California Supreme Court rules USA Taekwondo must protect athletes from abuse
The California Supreme Court on Thursday ruled that USA Taekwondo and other national sports governing bodies could be held legally responsible for protecting their athletes from abuse.
The decision came over a lawsuit brought by three aspiring female Olympic taekwondo athletes who accused their coach of sexually abusing them for years while they were minors.
On Thursday, the California high court upheld a lower court ruling that found that the U.S. Olympic and Paralympic Committee did not necessarily have an inherent legal responsibility to protect athletes because they were not close enough to them or their coaches.
However, in the case of USA Taekwondo, the court unanimously ruled that the “closeness of the connection between the defendant’s conduct and the injury suffered,” demonstrated that the sports governing body had a “special relationship” with the plaintiffs, which places a greater responsibility on the organization to directly be aware of potential threats to athletes.
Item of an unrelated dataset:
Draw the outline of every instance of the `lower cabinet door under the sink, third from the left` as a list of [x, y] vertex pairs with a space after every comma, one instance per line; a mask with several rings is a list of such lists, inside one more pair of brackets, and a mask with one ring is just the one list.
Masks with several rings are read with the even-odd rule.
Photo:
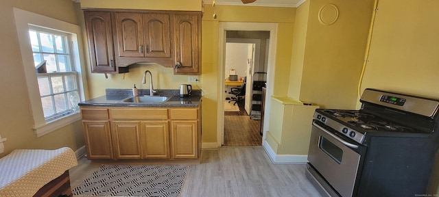
[[169, 159], [168, 121], [141, 122], [141, 149], [144, 159]]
The athletes, Yasmin Brown, Kendra Gatt and Brianna Bordon, who each agreed to be identified by name, had won $60 million in a 2017 lawsuit against convicted coach Marc Gitelman, according to The Associated Press.
However, the trial court at the time threw out claims that USA Taekwondo and the U.S. Olympic and Paralympic Committee should also be held responsible for the abuse.
According to the AP, all three of the women competed at U.S. Olympic and Paralympic Committee-sanctioned events, as well as those held by USA Taekwondo.
Brown and Bordon said they were assaulted by Gitelman, a top-ranked instructor popularly known as “Master G,” in Olympic Training Center dorms, according to court records.
Thursday’s lawsuit also said that the former coach repeatedly abused the girls from 2007 to 2014, including after providing them with alcohol in hotel rooms at competitions, the AP noted.
Gitelman was sentenced to more than four years in prison in connection with the abuse.
The Orange County Register reported that attorney John Manly, who represents more than 100 women with allegations of sexual abuse by USA Gymnastics coaches and doctors, said that Thursday’s ruling “sends a message to perpetrators in California: if you’re going to [sexually abuse athletes] don’t come to California because the Supreme Court just ruled that survivors do have the right to hold you accountable.”
The ruling comes after others have called on other national sports governing bodies, particularly USA Gymnastics, to be held accountable for alleged sexual, physical and emotional abuse faced by young athletes at the hands of coaches and doctors.
Former USA Gymnastics national team doctor Larry Nassar is set to live the remainder of his life in prison after being accused of sexual abuse by hundreds of former athletes.
Former U.S. Olympics Gymnastics coach John Geddert died by suicide in February hours after the Michigan attorney general’s office filed 24 criminal charges against him, including human trafficking and sexual assault.